String escapeHtml(String string)
Converts HTML special characters to their entity equivalents

Example: escapeHtml('<div class="article">This is an article</div>')

Returns: &lt;div class="article"&gt;This is an article&lt;/div&gt;

String formatURL(String)
Reformats a URL to a format that can be used in contexts external to IdentityIQ such as an email. This is necessary since not all browsers will re-apply the fragment identifier (named anchor portion of the URL) after getting redirected though the login process.

For example, it can reformat
/ui/index.jsf#/myApprovals
to
<serverRootPath>/ui/rest/redirect?rp1=/ui/index.jsf&rp2=myApprovals
It also handles query parameters, for example reformatting
/ui/index.jsf?a=foo&b=bar#/myApprovals
to
<serverRootPath>/ui/rest/redirect?a=foo&b=bar&rp1=/ui/index.jsf&rp2=myApprovals
All URLs within emails should go through this reformat.
The '<serverRootPath>' added to the URL is contained in the serverRootPath entry in the SystemConfiguration object.
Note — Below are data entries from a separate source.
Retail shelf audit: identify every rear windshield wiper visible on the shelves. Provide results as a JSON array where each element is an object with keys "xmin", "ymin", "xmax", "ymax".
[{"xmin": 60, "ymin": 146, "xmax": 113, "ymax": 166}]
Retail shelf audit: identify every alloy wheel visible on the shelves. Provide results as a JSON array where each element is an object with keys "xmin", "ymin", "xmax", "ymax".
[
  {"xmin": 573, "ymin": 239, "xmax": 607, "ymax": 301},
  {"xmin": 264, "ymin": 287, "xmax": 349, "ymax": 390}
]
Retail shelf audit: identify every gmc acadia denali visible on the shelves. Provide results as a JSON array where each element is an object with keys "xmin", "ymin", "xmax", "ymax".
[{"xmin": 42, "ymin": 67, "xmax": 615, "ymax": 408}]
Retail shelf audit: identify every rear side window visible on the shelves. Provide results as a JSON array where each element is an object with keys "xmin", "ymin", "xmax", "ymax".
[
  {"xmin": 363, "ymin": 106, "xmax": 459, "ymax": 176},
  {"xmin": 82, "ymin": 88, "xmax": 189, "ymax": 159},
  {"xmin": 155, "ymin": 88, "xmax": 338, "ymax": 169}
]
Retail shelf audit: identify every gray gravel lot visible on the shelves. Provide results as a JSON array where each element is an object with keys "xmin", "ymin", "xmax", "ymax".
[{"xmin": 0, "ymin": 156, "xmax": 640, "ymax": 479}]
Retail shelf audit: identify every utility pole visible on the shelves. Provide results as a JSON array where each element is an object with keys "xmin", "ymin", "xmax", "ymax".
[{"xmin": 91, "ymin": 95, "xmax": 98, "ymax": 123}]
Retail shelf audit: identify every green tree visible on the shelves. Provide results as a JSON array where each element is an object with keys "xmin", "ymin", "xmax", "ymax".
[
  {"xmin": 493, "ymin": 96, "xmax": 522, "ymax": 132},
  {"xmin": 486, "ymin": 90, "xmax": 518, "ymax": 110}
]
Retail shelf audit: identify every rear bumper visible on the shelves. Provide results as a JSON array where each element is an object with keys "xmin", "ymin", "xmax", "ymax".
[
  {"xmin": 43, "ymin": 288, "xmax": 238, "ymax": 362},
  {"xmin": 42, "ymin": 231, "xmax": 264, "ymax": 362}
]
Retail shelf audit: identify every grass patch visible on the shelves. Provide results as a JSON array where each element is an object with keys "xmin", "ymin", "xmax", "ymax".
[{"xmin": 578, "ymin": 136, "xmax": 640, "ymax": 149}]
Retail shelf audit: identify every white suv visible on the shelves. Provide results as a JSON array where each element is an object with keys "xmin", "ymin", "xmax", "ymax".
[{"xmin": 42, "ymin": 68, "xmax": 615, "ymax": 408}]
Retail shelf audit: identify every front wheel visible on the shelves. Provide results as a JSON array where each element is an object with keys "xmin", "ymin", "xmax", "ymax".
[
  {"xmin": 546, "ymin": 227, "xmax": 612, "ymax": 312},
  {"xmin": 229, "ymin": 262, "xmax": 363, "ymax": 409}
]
In the out-of-the-box email templates, the most commonly used method from this library is the formatDate() method that takes a date object and two integers as arguments:

$spTools.formatDate($expiration,3,1)

After the reference shown above is resolved by Velocity, the date/time value in the expiration argument is printed in the email message in MM/dd/yy hh🇲🇲ssPM format (or the appropriate equivalent for the server's locale).

CDATA Blocks

When any component of the email message (body, subject, cc, etc.) contains characters that are illegal in XML text (e.g. characters like < and & that are interpreted by the parser as the start of an XML element or character entity, respectively), the entire component must be expressed in a CDATA block to prevent it from being parsed. For example, any message body written as HTML must be contained within a CDATA section.

    <Body><![CDATA[
    <html>
    <body style="background:#FFF;margin:0;padding:0;text-align:left;">
    <p style="margin:20px 0 0;padding:0;color:#333;font:bold 10pt
    Arial;line-height:15pt;">$!{workItem.owner.firstname},</p>
    <p style="margin:0 0 20px;padding:0;color:#333;font:normal 10pt
    Arial;line-height:15pt;">As part of our periodic compliance efforts, you are
    responsible for certifying the access your employees have to enterprise applications.
    </p>
    <p style="margin:0;padding:0;color:#333;font:normal 10pt Arial;line-height:15pt;">A
    specific access certification is named <b>$!{workItemName}</b> has been created for
    you, and is due on <strong>$spTools.formatDate(
    $certification.expiration,3,3)</strong>. <a
    href="http://localhost:8080/iiq/manage/certification/entityList.jsf?certificationId
    =$!{certification.id}">Click here to get started on this task.</a></p>
    </body>
    </html>
    ]]> </Body>

The marked up text can then be passed to Velocity for variable substitution and can be rendered as an HTML email message.